Dubai: The outbreak of COVID-19 across the region is turning out to be a perfect storm for oil importing countries of the Middle East, according to the International Monetary Fund’s (IMF) Regional Economic Outlook.
“Besides the potentially large humanitarian impact, the long-lasting economic impact of the crisis — including via an increase in unemployment rates which stood on average at 9.5 per cent in 2019 — would worsen the already high unemployment in many countries,” said Jihad Azour, Director, Middle East and Central Asia Department, IMF.
Although lower oil prices may provide some near-term support, weaker domestic activity, exacerbated by lower confidence and public debt vulnerabilities in some countries, could heighten risks to the outlook, the IMF Regional Economic Outlook said.
Economic imbalances
The onset of the pandemic has dramatically altered the outlook for 2020. Average growth in 2020 is expected to contract by 1 per cent that is 4.5 percentage points below 2019.
“In addition to the pandemic, additional demand and supply shocks — through trade, tourism, remittances, tighter global financial conditions, and spillovers on domestic credit conditions, along with confinement measures — would severely curtail trade and tourisms sectors,” the IMF said.
Most MENAP oil importers rely heavily on imports to serve their domestic demand and exports.

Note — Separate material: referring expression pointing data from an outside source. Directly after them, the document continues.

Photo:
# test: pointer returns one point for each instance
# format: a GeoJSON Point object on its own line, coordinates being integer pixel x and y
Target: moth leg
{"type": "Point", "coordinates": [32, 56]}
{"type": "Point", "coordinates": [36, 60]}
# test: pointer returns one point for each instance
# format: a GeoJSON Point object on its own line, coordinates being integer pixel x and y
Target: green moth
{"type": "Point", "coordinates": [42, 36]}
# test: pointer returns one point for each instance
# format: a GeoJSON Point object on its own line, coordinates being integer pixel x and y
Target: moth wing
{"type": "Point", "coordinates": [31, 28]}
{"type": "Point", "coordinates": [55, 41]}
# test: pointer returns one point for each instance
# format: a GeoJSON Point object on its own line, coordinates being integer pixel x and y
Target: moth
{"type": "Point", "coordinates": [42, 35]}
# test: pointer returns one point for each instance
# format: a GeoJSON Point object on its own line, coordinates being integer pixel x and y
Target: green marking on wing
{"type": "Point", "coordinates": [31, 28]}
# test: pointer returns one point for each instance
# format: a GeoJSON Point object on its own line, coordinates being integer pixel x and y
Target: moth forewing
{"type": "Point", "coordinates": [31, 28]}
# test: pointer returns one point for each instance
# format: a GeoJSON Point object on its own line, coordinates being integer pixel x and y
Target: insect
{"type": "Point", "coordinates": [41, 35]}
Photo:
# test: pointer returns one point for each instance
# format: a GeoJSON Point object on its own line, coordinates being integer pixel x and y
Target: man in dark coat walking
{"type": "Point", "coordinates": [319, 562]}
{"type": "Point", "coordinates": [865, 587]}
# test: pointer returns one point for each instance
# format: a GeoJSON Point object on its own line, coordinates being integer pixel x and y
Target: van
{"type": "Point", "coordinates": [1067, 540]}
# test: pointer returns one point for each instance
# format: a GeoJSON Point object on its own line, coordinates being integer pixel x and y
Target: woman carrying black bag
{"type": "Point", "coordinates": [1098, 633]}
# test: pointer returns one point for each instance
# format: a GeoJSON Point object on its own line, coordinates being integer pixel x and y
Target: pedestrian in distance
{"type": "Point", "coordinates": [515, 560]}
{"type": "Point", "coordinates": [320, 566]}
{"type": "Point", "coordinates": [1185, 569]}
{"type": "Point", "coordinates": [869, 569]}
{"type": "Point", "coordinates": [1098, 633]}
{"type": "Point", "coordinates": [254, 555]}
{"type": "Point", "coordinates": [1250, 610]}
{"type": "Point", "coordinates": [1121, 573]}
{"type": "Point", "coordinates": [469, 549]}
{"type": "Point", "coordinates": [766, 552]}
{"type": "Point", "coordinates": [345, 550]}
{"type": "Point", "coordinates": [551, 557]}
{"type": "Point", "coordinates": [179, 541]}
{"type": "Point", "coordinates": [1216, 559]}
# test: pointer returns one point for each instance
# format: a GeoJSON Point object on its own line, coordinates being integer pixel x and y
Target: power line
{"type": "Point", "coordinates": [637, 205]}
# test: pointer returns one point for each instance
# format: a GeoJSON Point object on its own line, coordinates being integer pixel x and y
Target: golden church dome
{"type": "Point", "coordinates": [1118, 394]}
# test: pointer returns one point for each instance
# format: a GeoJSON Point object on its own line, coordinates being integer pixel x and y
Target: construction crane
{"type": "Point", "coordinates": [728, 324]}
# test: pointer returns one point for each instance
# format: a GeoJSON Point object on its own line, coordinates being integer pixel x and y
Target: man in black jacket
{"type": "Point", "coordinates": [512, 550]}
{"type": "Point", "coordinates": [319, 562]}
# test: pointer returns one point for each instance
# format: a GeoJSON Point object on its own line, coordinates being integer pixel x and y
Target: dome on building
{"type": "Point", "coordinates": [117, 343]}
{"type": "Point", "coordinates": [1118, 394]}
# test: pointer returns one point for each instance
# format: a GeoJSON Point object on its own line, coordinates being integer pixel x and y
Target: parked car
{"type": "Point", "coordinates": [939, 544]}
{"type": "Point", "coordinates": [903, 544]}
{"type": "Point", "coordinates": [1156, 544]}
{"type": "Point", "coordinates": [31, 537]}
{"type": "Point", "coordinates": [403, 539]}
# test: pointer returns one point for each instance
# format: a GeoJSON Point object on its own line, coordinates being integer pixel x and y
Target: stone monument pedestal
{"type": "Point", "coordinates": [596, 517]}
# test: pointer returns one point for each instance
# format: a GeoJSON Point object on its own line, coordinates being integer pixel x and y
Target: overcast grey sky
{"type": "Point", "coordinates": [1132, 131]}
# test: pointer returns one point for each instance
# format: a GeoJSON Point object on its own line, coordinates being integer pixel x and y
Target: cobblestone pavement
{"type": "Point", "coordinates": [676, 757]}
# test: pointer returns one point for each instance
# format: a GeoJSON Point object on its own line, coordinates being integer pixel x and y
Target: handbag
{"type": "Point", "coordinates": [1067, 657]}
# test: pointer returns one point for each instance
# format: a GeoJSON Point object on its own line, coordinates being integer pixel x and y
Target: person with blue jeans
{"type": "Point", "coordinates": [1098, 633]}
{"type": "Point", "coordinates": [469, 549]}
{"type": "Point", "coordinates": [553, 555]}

Possible disruptions in the supply of consumption goods and currency depreciations could push domestic prices upward.
“Lower oil prices may help reduce MENAP oil importers’ fiscal and external imbalances, but reduced capital and remittance flows from oil-extracting countries may also affect the impact on economic activity,” said Azour.
Funding deficits
The IMF expects the rising fiscal deficits across oil importing countries in the region to prove difficult in the context of the sharpest portfolio flow reversal on record for emerging markets. This may increase pressure on some countries’ foreign reserves and exchange rates. Substantial bond and equity outflows — $380 million by end of March — have already been observed, with sovereign spreads deteriorating, the report said.
In some countries, financing needs may increase reliance on domestic financial markets and crowd out private credit. Furthermore, increase social unrest in some countries such as Lebanon and Sudan, constrain policymakers further.
Fragile and conflict-affected states remain particularly vulnerable because sanitary and economic conditions in these states may be conducive to a rapid spread of the pandemic, the IMF said.